# Natural Language Processing with spacy

This notebook will walk through basic spaCy operations for NLP, including tokenization, POS tagging, Named Entity Recognition, dependency parsing, and more.

## Libraries and settings

In [None]:
# Libraries
import os
import spacy
import pandas as pd
from spacy import displacy
from spacy.language import Language

# Download spaCy's pre-trained language model
def install_spacy_model(model_name):
    try:
        spacy.load(model_name)
        print(f"Model '{model_name}' is already installed.")
    except OSError:
        print(f"Model '{model_name}' not found.
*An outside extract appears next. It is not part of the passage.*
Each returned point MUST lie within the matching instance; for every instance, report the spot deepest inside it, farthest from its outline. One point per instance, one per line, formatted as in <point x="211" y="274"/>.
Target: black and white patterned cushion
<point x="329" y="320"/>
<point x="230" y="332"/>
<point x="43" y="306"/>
Installing...")
        os.system(f"python -m spacy download {model_name}")

# Check and install spaCy's pre-trained language model if not available
install_spacy_model("en_core_web_sm")

# Ignore warnings
import warnings
warnings.filterwarnings("ignore")

# Get current working directory
print(os.getcwd())

## Loading the spaCy Model
We'll load the English language model using the `spacy.load()` function.

In [2]:
# Load the English language model
nlp = spacy.load("en_core_web_sm")

## Basic Text Processing
Let's process some text and extract individual tokens.

In [None]:
import pandas as pd
import spacy

# Load a spaCy model
nlp = spacy.load("en_core_web_sm")

# Sample Data with apartment description
data = {
    'description': [
        "Luxurious 3-bedroom apartment with mountain view and high-end finishes in the city of Zürich, Switzerland."
    ]
}
df = pd.DataFrame(data)

# Process each description in the DataFrame
for description in df['description']:
    doc = nlp(description)
    print(f"Processing description: {description}")
    # Display tokens
    for token in doc:
        print(token.text)
    print("\n")

## Part-of-Speech (POS) Tagging
Now, we can look at the POS tags for each word.

In [None]:
# Display tokens with their POS tags
for token in doc:
    print(f'{token.text:10} {token.pos_}')
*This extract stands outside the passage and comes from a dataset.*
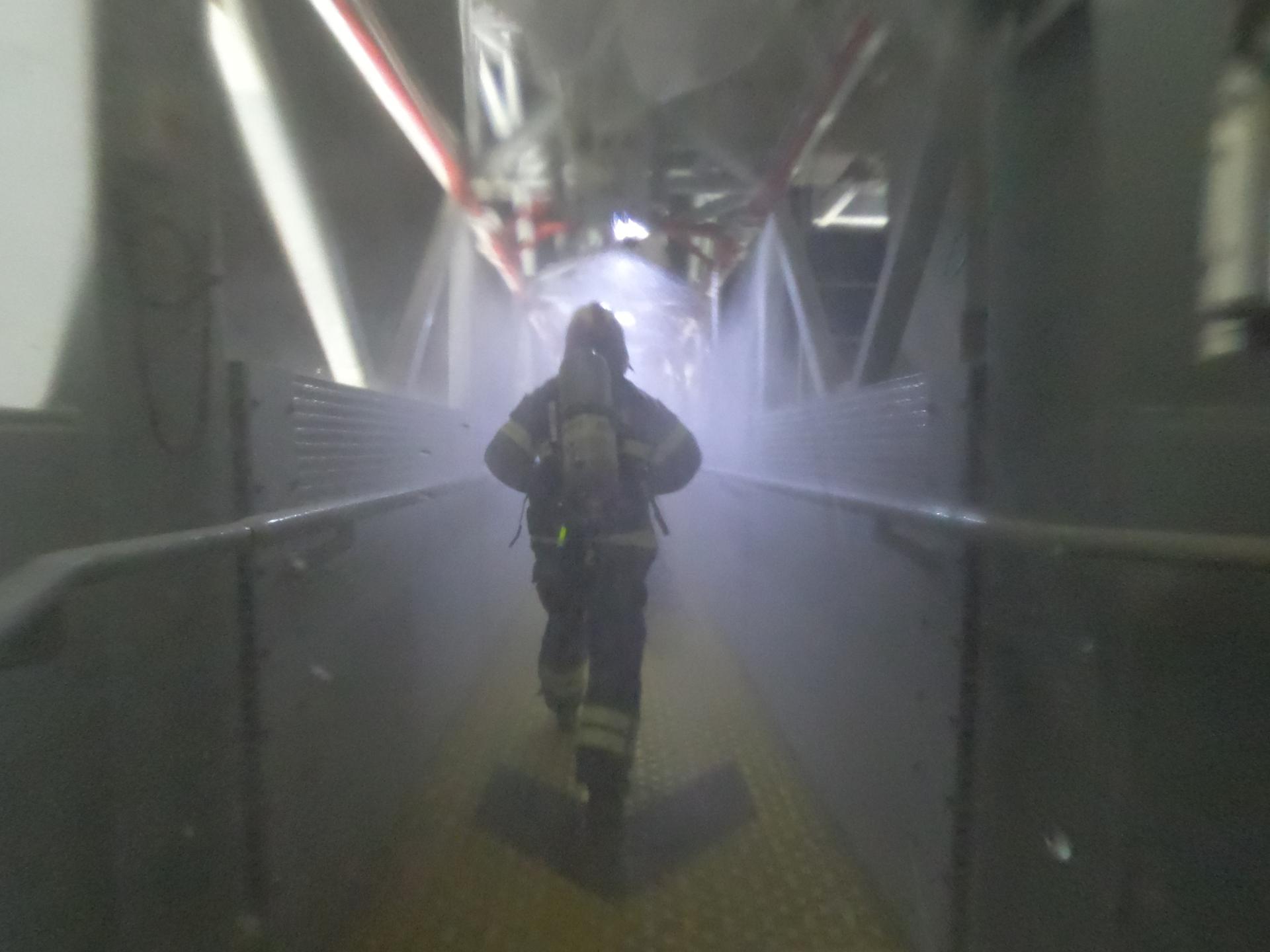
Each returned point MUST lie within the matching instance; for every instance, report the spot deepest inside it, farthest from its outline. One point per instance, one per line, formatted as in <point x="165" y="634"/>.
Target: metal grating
<point x="878" y="438"/>
<point x="312" y="440"/>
## Named Entity Recognition (NER)
Next, we will use spaCy to identify entities in a text, such as names, dates, organizations, etc.

In [None]:
# Named entity recognition
for ent in doc.ents:
    print(f'{ent.text} {ent.label_}')

## Dependency Parsing
We'll also explore dependency parsing, which analyzes the grammatical relationships between words.

In [None]:
# Display the syntactic dependency structure
for token in doc:
    print(f'{token.text:10} {token.dep_:10} {token.head.text:10}')

## Visualization of entities and dependencies
We can use spaCy's `displacy` visualizer to display the entities and dependencies in a visually intuitive format.

In [None]:
# Visualize named entities
displacy.render(doc, style="ent")

# Visualize dependency parsing
displacy.render(doc, style="dep", jupyter=True)
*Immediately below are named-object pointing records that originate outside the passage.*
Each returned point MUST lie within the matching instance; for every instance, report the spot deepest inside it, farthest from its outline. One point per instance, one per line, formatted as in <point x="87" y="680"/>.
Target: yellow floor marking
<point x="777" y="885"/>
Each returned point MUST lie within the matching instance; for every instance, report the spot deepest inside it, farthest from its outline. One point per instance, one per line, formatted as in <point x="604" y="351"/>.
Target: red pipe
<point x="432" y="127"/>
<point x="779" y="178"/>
### Jupyter notebook --footer info-- (please always provide this at the end of each notebook)

In [None]:
import os
import platform
import socket
from platform import python_version
from datetime import datetime

print('-----------------------------------')
print(os.name.upper())
print(platform.system(), '|', platform.release())
print('Datetime:', datetime.now().strftime("%Y-%m-%d %H:%M:%S"))
print('Python Version:', python_version())
print('-----------------------------------')